La pose de impostada expectación de la Bruja Mala se convirtió rápidamente en una risa descontrolada y burlona.
- ¡Qué original! ¡Nunca lo hubiese adivinado!
- A veces los remedios tradicionales son los más eficaces.
- ¿Pero es que no lo entiendes? ¿Quién va a querer a quien ya ha sucumbido a la oscuridad? ¿Quién va a ver belleza en un corazón ya putrefacto? ¿Quién va a poder, siquiera, imaginar que exista un hombre tras los monstruos en los que se convertirán?
- ¡Mis hijos nunca serán monstruos!

Indignada, la Bruja Buena se lanzó a censurar a su hermana, pero sus piernas no respondieron y cayó de bruces sobre el extenso charco que ya formaba su propia sangre.
- Puede ser. Pero es lo que todo el mundo verá.
- Siempre subestimaste el poder del amor -comenzó a relatar la Bruja Buena desde el suelo, mientras trataba de volver a ponerse en pie-. Nunca creíste que fuese un tipo de magia más que estudiar. Te centraste en la manera de causar dolor y sufrimiento. Decidiste armarte de agonía y soledad, y olvidaste que todas las emociones parten de la misma fuente ancestral: la energía vital. La energía que impulsa a todos los seres vivos a seguir viviendo frente a cualquier adversidad. La luz que consigue esquivar todos los prejuicios, combatir las tinieblas y llegar a los corazones más sombríos, alumbrándolos con eso que tú tanto odias: el amor.

A lo largo de su alegato había conseguido hacerse con las fuerzas suficientes para levantar su dolorido cuerpo y lanzar una mirada desafiante a la mujer que se había declarado su enemiga pero a la que aún, en el fondo de su corazón, seguía queriendo con un irracional amor fraternal. Y justo entonces fue cuando llegó su final. El dolor comenzó a hacerse cada vez más insoportable hasta que cesó de pronto, haciéndole volver a caer. Esta vez para siempre. 

La Bruja Mala rodeó el cuerpo de la Bruja Buena y se dirigió hacia el enorme ventanal que había junto a su cama. Ya no sonreía. Ni siquiera había un atisbo de satisfacción en su rostro, porque ya no necesitaba demostrársela a nadie. Había ganado y lo sabía. Las palabras de su hermana habían sido los balbuceos de una moribunda, desesperada por mantener a salvo lo único que dejaba en este mundo. No tenían ningún poder, no podían hacerle ningún daño a su malvado plan, y sólo tenía que observar a través de aquel ventanal para comprobar que llevaba razón.
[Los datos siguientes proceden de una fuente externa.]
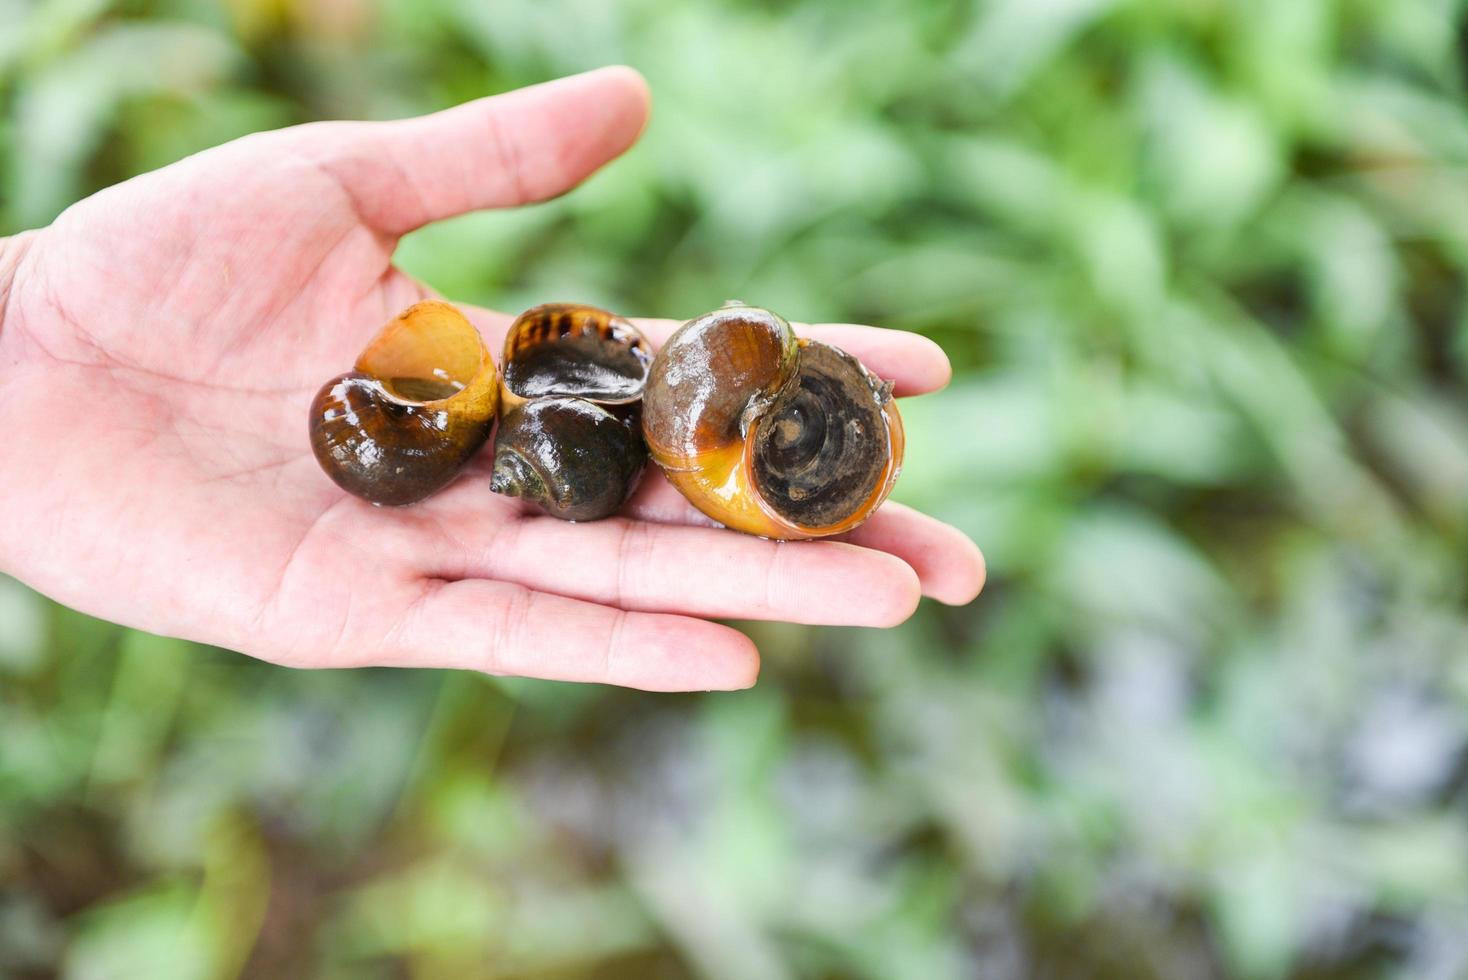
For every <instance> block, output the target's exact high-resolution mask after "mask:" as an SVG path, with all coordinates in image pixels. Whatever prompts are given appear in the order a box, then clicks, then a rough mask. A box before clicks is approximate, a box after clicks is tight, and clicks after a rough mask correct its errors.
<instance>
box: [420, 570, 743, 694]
mask: <svg viewBox="0 0 1468 980" xmlns="http://www.w3.org/2000/svg"><path fill="white" fill-rule="evenodd" d="M395 644H396V650H395V651H393V653H395V654H396V656H393V662H395V665H396V666H426V668H458V669H468V670H483V672H486V673H496V675H511V676H527V678H543V679H548V681H583V682H592V684H614V685H618V687H628V688H642V690H644V691H733V690H740V688H747V687H750V685H753V684H755V678H756V676H757V675H759V651H757V650H756V648H755V644H753V643H750V640H749V638H747V637H746V635H744V634H741V632H738V631H737V629H730V628H728V626H721V625H718V624H712V622H706V621H703V619H694V618H690V616H671V615H662V613H642V612H625V610H621V609H614V607H609V606H600V604H597V603H589V601H581V600H575V599H565V597H561V596H551V594H546V593H537V591H533V590H527V588H523V587H520V585H512V584H508V582H495V581H487V579H461V581H439V579H430V581H426V582H424V584H423V594H421V596H420V597H418V600H417V601H415V603H414V604H413V606H411V609H410V610H408V613H407V616H405V618H404V622H402V626H401V629H399V631H396V634H395Z"/></svg>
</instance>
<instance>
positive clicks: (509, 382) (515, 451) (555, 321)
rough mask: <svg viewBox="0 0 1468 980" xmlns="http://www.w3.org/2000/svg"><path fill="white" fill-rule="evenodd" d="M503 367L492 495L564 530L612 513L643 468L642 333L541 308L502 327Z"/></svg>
mask: <svg viewBox="0 0 1468 980" xmlns="http://www.w3.org/2000/svg"><path fill="white" fill-rule="evenodd" d="M502 364H504V377H502V380H501V420H499V434H498V436H496V437H495V472H493V477H492V480H490V489H492V490H493V491H495V493H504V494H506V496H517V497H524V499H527V500H533V502H534V503H537V505H540V508H542V509H543V511H545V512H546V513H551V515H552V516H558V518H562V519H567V521H595V519H597V518H605V516H608V515H611V513H614V512H615V511H617V509H618V508H619V506H621V505H622V502H625V500H627V497H628V494H630V493H631V491H633V490H634V489H636V486H637V481H639V478H640V477H642V471H643V467H644V465H646V461H647V450H646V447H644V446H643V440H642V425H640V399H642V390H643V384H644V383H646V379H647V367H649V365H650V364H652V348H649V345H647V342H646V340H644V339H643V336H642V333H639V332H637V329H636V327H634V326H633V324H631V323H628V321H627V320H624V318H621V317H617V315H612V314H611V312H606V311H605V310H597V308H595V307H583V305H575V304H546V305H542V307H534V308H533V310H527V311H526V312H523V314H521V315H520V317H517V318H515V321H514V323H512V324H511V326H509V332H508V333H506V334H505V354H504V358H502Z"/></svg>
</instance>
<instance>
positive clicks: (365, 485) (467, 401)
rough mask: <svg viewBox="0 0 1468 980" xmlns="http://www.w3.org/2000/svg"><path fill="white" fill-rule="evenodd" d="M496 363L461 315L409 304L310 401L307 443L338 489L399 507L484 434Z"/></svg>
mask: <svg viewBox="0 0 1468 980" xmlns="http://www.w3.org/2000/svg"><path fill="white" fill-rule="evenodd" d="M498 401H499V379H498V376H496V371H495V361H493V358H492V356H490V354H489V351H487V349H486V348H484V342H483V339H482V337H480V336H479V332H477V330H476V329H474V324H471V323H470V321H468V320H467V318H465V317H464V314H461V312H459V311H458V310H455V308H454V307H451V305H449V304H446V302H439V301H435V299H430V301H426V302H420V304H415V305H413V307H408V308H407V310H404V311H402V312H401V314H398V317H396V318H393V320H392V321H390V323H389V324H388V326H385V327H383V329H382V330H380V332H379V333H377V336H376V337H373V340H371V342H370V343H368V345H367V348H366V349H363V352H361V355H360V356H358V358H357V364H355V370H352V371H349V373H346V374H342V376H339V377H335V379H332V380H330V381H327V383H326V384H324V386H323V387H321V390H320V392H319V393H317V395H316V399H314V401H313V402H311V417H310V423H311V425H310V430H311V450H313V452H314V453H316V459H317V462H320V464H321V469H324V471H326V474H327V475H329V477H330V478H332V480H335V481H336V486H339V487H341V489H342V490H346V491H348V493H351V494H354V496H358V497H361V499H364V500H370V502H373V503H385V505H404V503H414V502H415V500H421V499H424V497H427V496H430V494H432V493H436V491H437V490H442V489H443V487H445V486H446V484H448V483H449V481H451V480H454V477H455V475H457V474H458V472H459V469H462V468H464V464H465V462H468V459H470V458H471V456H473V455H474V452H476V450H477V449H479V447H480V446H483V445H484V440H486V439H489V433H490V428H492V425H493V423H495V408H496V403H498Z"/></svg>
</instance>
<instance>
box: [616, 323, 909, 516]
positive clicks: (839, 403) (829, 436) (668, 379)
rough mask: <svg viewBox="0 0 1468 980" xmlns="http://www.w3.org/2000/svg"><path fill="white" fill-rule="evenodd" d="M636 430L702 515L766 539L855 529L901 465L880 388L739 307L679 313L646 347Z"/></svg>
mask: <svg viewBox="0 0 1468 980" xmlns="http://www.w3.org/2000/svg"><path fill="white" fill-rule="evenodd" d="M643 437H644V439H646V442H647V450H649V452H650V455H652V458H653V461H655V462H656V464H658V465H659V467H661V468H662V471H664V474H665V475H666V477H668V480H669V481H671V483H672V486H675V487H677V489H678V490H680V491H681V493H683V496H686V497H687V499H688V500H690V502H691V503H693V505H694V506H696V508H699V509H700V511H702V512H703V513H706V515H709V516H711V518H713V519H715V521H719V522H721V524H724V525H725V527H731V528H734V530H738V531H746V533H749V534H760V535H765V537H772V538H809V537H825V535H829V534H841V533H844V531H850V530H853V528H856V527H857V525H860V524H862V522H863V521H866V519H868V518H869V516H871V515H872V513H873V512H875V511H876V508H878V506H881V503H882V500H885V499H887V494H888V493H891V490H893V486H894V484H895V483H897V474H898V472H900V471H901V461H903V424H901V417H900V415H898V414H897V403H895V402H894V401H893V392H891V384H887V383H884V381H881V380H879V379H876V377H875V376H872V374H871V373H869V371H868V370H866V368H865V367H863V365H862V362H860V361H857V359H856V358H853V356H851V355H849V354H846V352H844V351H840V349H837V348H834V346H831V345H826V343H819V342H816V340H804V339H799V337H796V333H794V330H791V327H790V324H788V323H787V321H785V320H784V318H782V317H780V315H777V314H774V312H771V311H768V310H760V308H757V307H746V305H743V304H728V305H725V307H724V308H721V310H715V311H713V312H709V314H705V315H702V317H699V318H696V320H690V321H688V323H686V324H683V326H681V327H680V329H678V330H677V333H674V334H672V337H669V339H668V343H665V345H664V348H662V349H661V351H659V352H658V356H656V358H655V359H653V364H652V368H650V371H649V374H647V387H646V390H644V392H643Z"/></svg>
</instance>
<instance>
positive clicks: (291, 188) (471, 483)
mask: <svg viewBox="0 0 1468 980" xmlns="http://www.w3.org/2000/svg"><path fill="white" fill-rule="evenodd" d="M646 113H647V94H646V87H644V84H643V82H642V79H640V78H639V76H637V75H636V73H634V72H631V70H628V69H617V67H614V69H603V70H597V72H590V73H586V75H578V76H573V78H567V79H561V81H556V82H551V84H546V85H537V87H534V88H527V89H520V91H517V92H509V94H506V95H499V97H495V98H484V100H479V101H474V103H468V104H464V106H459V107H457V109H449V110H446V111H442V113H436V114H432V116H424V117H418V119H407V120H399V122H383V123H376V122H374V123H358V122H329V123H311V125H305V126H297V128H291V129H282V131H276V132H266V134H255V135H251V136H247V138H244V139H238V141H235V142H230V144H226V145H222V147H217V148H214V150H210V151H206V153H201V154H198V156H194V157H189V158H186V160H182V161H179V163H176V164H173V166H169V167H164V169H161V170H157V172H154V173H148V175H142V176H139V178H135V179H132V180H128V182H125V183H120V185H117V186H113V188H109V189H106V191H103V192H100V194H97V195H94V197H91V198H87V200H85V201H81V202H79V204H76V205H73V207H72V208H69V210H68V211H66V213H65V214H62V216H60V217H59V219H57V220H56V222H54V223H53V224H51V226H50V227H47V229H44V230H40V232H28V233H25V235H21V236H18V238H13V239H7V241H4V242H0V315H3V320H0V379H3V380H0V431H4V433H6V437H4V439H6V449H4V456H3V467H0V500H3V502H4V512H3V518H0V568H3V569H4V571H7V572H9V574H12V575H15V577H18V578H19V579H22V581H25V582H28V584H31V585H32V587H35V588H38V590H40V591H43V593H47V594H50V596H53V597H54V599H57V600H59V601H63V603H66V604H69V606H73V607H76V609H81V610H84V612H88V613H92V615H97V616H103V618H106V619H112V621H116V622H122V624H126V625H131V626H137V628H141V629H148V631H153V632H161V634H170V635H179V637H186V638H191V640H198V641H203V643H211V644H219V646H225V647H230V648H235V650H241V651H244V653H250V654H252V656H257V657H263V659H266V660H273V662H277V663H285V665H292V666H304V668H324V666H364V665H395V666H433V668H467V669H476V670H486V672H492V673H512V675H527V676H540V678H556V679H567V681H599V682H608V684H621V685H630V687H642V688H650V690H713V688H738V687H746V685H749V684H752V682H753V679H755V676H756V673H757V669H759V656H757V653H756V650H755V647H753V644H752V643H750V641H749V640H747V638H746V637H743V635H741V634H740V632H737V631H734V629H730V628H727V626H722V625H718V624H712V622H708V621H705V619H703V618H705V616H716V618H741V619H781V621H791V622H806V624H840V625H869V626H888V625H894V624H897V622H901V621H903V619H906V618H907V616H909V615H910V613H912V610H913V607H915V606H916V603H918V596H919V590H922V591H925V593H926V594H929V596H932V597H935V599H938V600H942V601H948V603H966V601H969V600H972V599H973V597H975V596H976V594H978V591H979V588H981V585H982V581H984V565H982V559H981V556H979V553H978V549H975V547H973V544H972V543H969V541H967V538H964V537H963V535H962V534H960V533H959V531H956V530H953V528H950V527H947V525H942V524H940V522H937V521H934V519H931V518H926V516H923V515H920V513H916V512H915V511H910V509H907V508H903V506H900V505H895V503H887V505H885V506H882V509H881V511H879V512H878V513H876V515H875V516H873V518H872V519H871V521H869V522H868V524H866V525H863V527H862V528H860V530H857V531H854V533H853V534H849V535H846V537H844V540H843V541H829V540H828V541H804V543H775V541H765V540H759V538H753V537H746V535H741V534H735V533H731V531H722V530H715V528H712V527H709V524H711V522H709V521H708V519H706V518H703V516H702V515H699V513H697V512H696V511H693V509H691V508H690V506H688V505H687V503H686V502H684V500H683V497H680V496H678V494H677V493H675V491H674V490H672V489H671V486H669V484H668V483H666V481H665V480H662V478H661V477H659V475H658V474H656V472H652V471H650V472H649V474H647V477H646V478H644V481H643V487H642V489H640V490H639V491H637V494H636V496H634V497H633V500H631V502H630V503H628V506H627V508H625V512H624V513H625V516H618V518H612V519H606V521H600V522H596V524H586V525H568V524H564V522H561V521H556V519H555V518H549V516H543V515H539V513H536V512H533V509H530V508H527V506H526V505H523V503H521V502H520V500H514V499H506V497H501V496H495V494H492V493H490V491H489V480H487V467H489V462H490V453H489V452H484V453H482V455H480V456H479V458H477V461H476V462H474V464H471V467H470V471H468V472H467V475H464V477H461V478H459V480H457V481H455V483H454V484H452V486H451V487H449V489H446V490H445V491H443V493H440V494H437V496H435V497H432V499H430V500H426V502H424V503H420V505H417V506H413V508H401V509H386V508H373V506H370V505H367V503H363V502H361V500H357V499H354V497H349V496H346V494H345V493H342V491H341V490H339V489H338V487H336V486H335V484H332V481H330V480H327V477H326V475H324V474H323V472H321V471H320V469H319V467H317V464H316V459H314V458H313V455H311V449H310V445H308V440H307V424H305V420H307V406H308V403H310V401H311V396H313V395H314V393H316V389H317V387H319V386H320V384H321V383H323V381H324V380H326V379H327V377H332V376H335V374H338V373H341V371H342V370H346V368H348V367H349V365H351V362H352V361H354V359H355V355H357V354H358V351H360V349H361V346H363V345H364V343H366V340H367V339H368V337H370V336H371V334H373V332H374V330H376V329H377V327H379V326H382V324H383V323H386V321H388V320H390V318H392V317H393V315H395V314H396V312H399V311H401V310H402V308H405V307H408V305H411V304H413V302H417V301H418V299H423V298H426V296H429V295H430V290H429V289H426V288H424V286H423V285H420V283H417V282H414V280H413V279H410V277H408V276H405V274H404V273H401V271H399V270H398V268H395V267H393V266H392V252H393V248H395V245H396V242H398V238H399V236H402V235H405V233H407V232H410V230H413V229H415V227H418V226H421V224H426V223H429V222H435V220H439V219H445V217H451V216H454V214H459V213H464V211H470V210H477V208H490V207H512V205H517V204H526V202H530V201H537V200H545V198H549V197H553V195H556V194H561V192H564V191H567V189H570V188H573V186H575V185H577V183H578V182H580V180H583V179H584V178H586V176H587V175H590V173H592V172H593V170H596V169H597V167H599V166H602V164H603V163H606V161H608V160H611V158H614V157H615V156H618V154H619V153H622V151H624V150H625V148H627V147H630V145H631V144H633V141H634V139H636V138H637V135H639V132H640V131H642V126H643V122H644V119H646ZM465 312H468V315H470V317H471V318H474V320H476V323H477V326H479V327H480V330H482V333H483V334H484V339H486V342H487V343H489V346H490V349H492V351H498V349H499V346H501V343H502V339H504V332H505V329H506V326H508V323H509V317H506V315H504V314H498V312H492V311H486V310H474V308H465ZM640 326H642V327H643V329H644V332H646V333H647V336H649V339H650V340H652V342H653V343H661V342H662V340H664V339H666V336H668V334H669V333H671V330H672V327H674V326H675V324H672V323H669V321H640ZM802 332H803V333H807V334H809V336H815V337H821V339H824V340H829V342H832V343H837V345H838V346H843V348H846V349H847V351H850V352H851V354H854V355H857V356H859V358H862V359H863V361H865V362H866V364H868V367H871V368H872V370H873V371H875V373H876V374H879V376H882V377H884V379H890V380H894V381H895V384H897V393H898V395H918V393H922V392H926V390H934V389H937V387H941V386H942V384H944V383H945V381H947V379H948V362H947V359H945V358H944V355H942V352H941V351H940V349H938V348H937V346H935V345H934V343H931V342H929V340H925V339H922V337H919V336H916V334H906V333H900V332H891V330H872V329H869V327H853V326H825V327H809V329H803V330H802Z"/></svg>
Más allá del frondoso bosque, los mellizos siguieron caminando y creciendo juntos. A falta de madre, se dieron todo el amor fraternal del que disponían y, apoyándose el uno en el otro, consiguieron afrontar todos los obstáculos a los que la vida los expuso. Hasta que su vigesimosegundo cumpleaños llegó y, tal y como rezaba la maldición de la Bruja Mala, el camino que seguían se terminó, desembocando en un escarpado precipicio, y ambos cayeron en una profunda oscuridad. 

No se convirtieron en monstruos, ni tampoco ninguna mujer se enamoró de ellos. Simplemente siguieron cayendo juntos, atravesando la oscuridad como habían atravesado el bosque. Y fue en sus últimos años de vida, cuando ya la Bruja Mala había muerto con la certeza de haber conseguido su ansiada victoria, cuando comprendieron que el único amor que habían necesitado para salvarse era el que siempre había estado ahí. El amor que se habían profesado el uno al otro y que les había permitido seguir vivos, a pesar de la oscuridad que los rodeaba. El amor más poderoso que hubiesen podido desear.